Мы довольно много с ней общались, я ей читал какие-то книжки. Она ведь даже не умела читать, была безграмотной, но при этом церковной. Дома у нее были иконы, она знала какие-то молитвы и всегда молилась, постилась, иногда ходила в храм, была глубоко воцерковленной женщиной. Я помню, что у нее был сын, может, еще были дети. И все они, конечно, были простыми советскими людьми и абсолютно нецерковными. Но, вспоминая о ней как о человеке, с которым я проводил дни своего детства, я могу сказать, что в этой женщине была внутренняя установка, выводящая за пределы этой жизни. Ее основные ценности находились за пределами этого временного бытия. Это ощущалось не на уровне слов, да она ничего такого и не говорила. Просто по ней было видно, что она живет предвкушением другой жизни… И поэтому ей, в общем-то, не важно, как здесь жить: в комфорте, не в комфорте, что есть, что пить, во что одеться. То есть тема «качества жизни», о которой мы столь много заботимся сегодня, для нее просто не существовала. Более того, мне кажется, что ей было бы даже лучше, спокойнее существовать в каком-то дискомфорте, в условиях нехватки чего-то жизненно важного. Ее комната была очень аскетична, не было никакого «хламовника», который характерен для многих пожилых, живших в бедности и поэтому бережно относившихся к любой, даже ненужной, вещи. Для нее аскетизм был неким путем, неким способом реализации заповеди Божией и условием ее спасения.
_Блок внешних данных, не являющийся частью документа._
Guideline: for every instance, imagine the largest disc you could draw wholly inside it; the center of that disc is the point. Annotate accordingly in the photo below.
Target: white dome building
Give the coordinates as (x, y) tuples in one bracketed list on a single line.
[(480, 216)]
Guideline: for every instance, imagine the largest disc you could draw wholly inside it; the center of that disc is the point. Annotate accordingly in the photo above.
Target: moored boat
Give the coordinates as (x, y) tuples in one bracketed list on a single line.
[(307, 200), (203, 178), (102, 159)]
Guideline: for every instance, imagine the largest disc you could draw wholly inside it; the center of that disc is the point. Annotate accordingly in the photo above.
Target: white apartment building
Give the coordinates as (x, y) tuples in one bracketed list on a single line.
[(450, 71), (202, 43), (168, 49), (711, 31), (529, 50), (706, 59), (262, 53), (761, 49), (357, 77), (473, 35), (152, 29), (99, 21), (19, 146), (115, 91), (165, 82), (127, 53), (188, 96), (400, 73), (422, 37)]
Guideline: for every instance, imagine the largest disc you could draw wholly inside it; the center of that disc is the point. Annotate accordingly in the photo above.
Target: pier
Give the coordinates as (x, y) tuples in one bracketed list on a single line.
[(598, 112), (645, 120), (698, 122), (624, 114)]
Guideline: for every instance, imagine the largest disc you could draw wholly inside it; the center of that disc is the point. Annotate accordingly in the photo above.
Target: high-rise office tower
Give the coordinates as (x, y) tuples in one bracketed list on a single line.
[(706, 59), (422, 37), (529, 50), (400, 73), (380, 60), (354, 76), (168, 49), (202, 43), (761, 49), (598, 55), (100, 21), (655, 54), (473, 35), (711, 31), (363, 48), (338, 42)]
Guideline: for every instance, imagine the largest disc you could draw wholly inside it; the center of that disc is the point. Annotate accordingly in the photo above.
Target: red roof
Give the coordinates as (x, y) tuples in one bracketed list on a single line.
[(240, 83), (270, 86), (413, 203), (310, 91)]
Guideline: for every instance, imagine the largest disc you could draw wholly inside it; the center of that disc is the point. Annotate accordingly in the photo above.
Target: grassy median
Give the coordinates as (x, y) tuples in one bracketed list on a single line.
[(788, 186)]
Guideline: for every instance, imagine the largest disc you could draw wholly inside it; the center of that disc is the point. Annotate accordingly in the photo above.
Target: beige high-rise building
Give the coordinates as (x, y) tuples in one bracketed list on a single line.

Вот у Виктора Франкла [2] есть такие замечательные слова: «Если человек знает, зачем жить, он может вынести почти любое как». Эта мысль очень хорошо отражает то, что осознанно или неосознанно присутствовало в моей Андреевне. Она как раз и была именно таким человеком, который знал, зачем жить. И это при том, что она находилась в советской, крайне агрессивной, совершенно антирелигиозной среде! Она была маргиналом, изгоем, она была никем – просто жалкой старухой Андреевной. Которая просто живет рядом, у которой даже имени нет, и никому не интересно – что она, где она, как там она. Но при этом она в конце концов оказалась сильнее… Как бы это сказать? Да, она оказалась сильнее – вот эта самая безликая Андреевна! Ведь я даже ее лица не помню. Не помню ее лица! Просто совершенно не помню. Ну, что-то смутное вспоминается – сухонькая бабулька. Она даже приготовить что-нибудь вкусненькое, что дети обычно любят, не умела. Она просто приходила, сидела со мной, особо и не разговаривала, потом слушала, что я ей читал. Я даже не помню, о чем мы могли разговаривать. Все это было давно, еще до школы. Но что-то от нее исходило такое, чего не было больше ни в ком. При всей внешней никчемности в ней не чувствовалось внутреннего дискомфорта, надрыва, несчастья. Она просто жила той жизнью, которая ей была дана!

А другая женщина, тетка моя, тетя Нюра, была совершенно иной. У тети было полное имя, четко обозначенное место в жизни. Она была простой русской женщиной, у которой не было детей, хотя она когда-то была замужем, но замуж она вышла уже в пожилом возрасте, я так понимаю, поэтому и детей у нее не было. Мы видели, что она была самым близким и дорогим человеком для моего отца, и это при том, что у нее был крайне сложный характер донской казачки. Она была очень сильной. Такая, знаете, сильная русская баба, которая может и треснуть, когда надо, и пойти наперекор всему. И жить десятилетиями в полном одиночестве, содержать хозяйство, возделывать огород, ремонтировать дом. И в то же самое время она явно была очень религиозным человеком.

Ее религиозность была иной, совсем не такой, как у Андреевны. Она очень редко ходила в храм – ну, может, на Пасху, на Рождество, на Крещение. И, видимо, ее такой ритм вполне устраивал, иного было не нужно, и никакого греха тут она не видела. Я бы сказал, что это была такая природная религиозность, окрашенная в церковные тона, но как бы недовоцерковленная. Это были какие-то остатки того религиозного уклада жизни, который некогда обязательно присутствовал у большинства жителей России, но внутри он уже был сильно разрушен и изъеден содержательно. То есть это то самое состояние, о котором однажды очень хорошо сказал святитель Игнатий Брянчанинов. Он сказал, что наше монашество подобно огромному многовековому дубу, который производит впечатление мощи, устойчивости и незыблемости, но изнутри насквозь прогнил, и достаточно несильного урагана для того, чтобы все это огромное дерево упало и развалилось на куски. Это было сказано еще в середине девятнадцатого века, когда, казалось бы, еще ничто не предвещало разгула атеизма!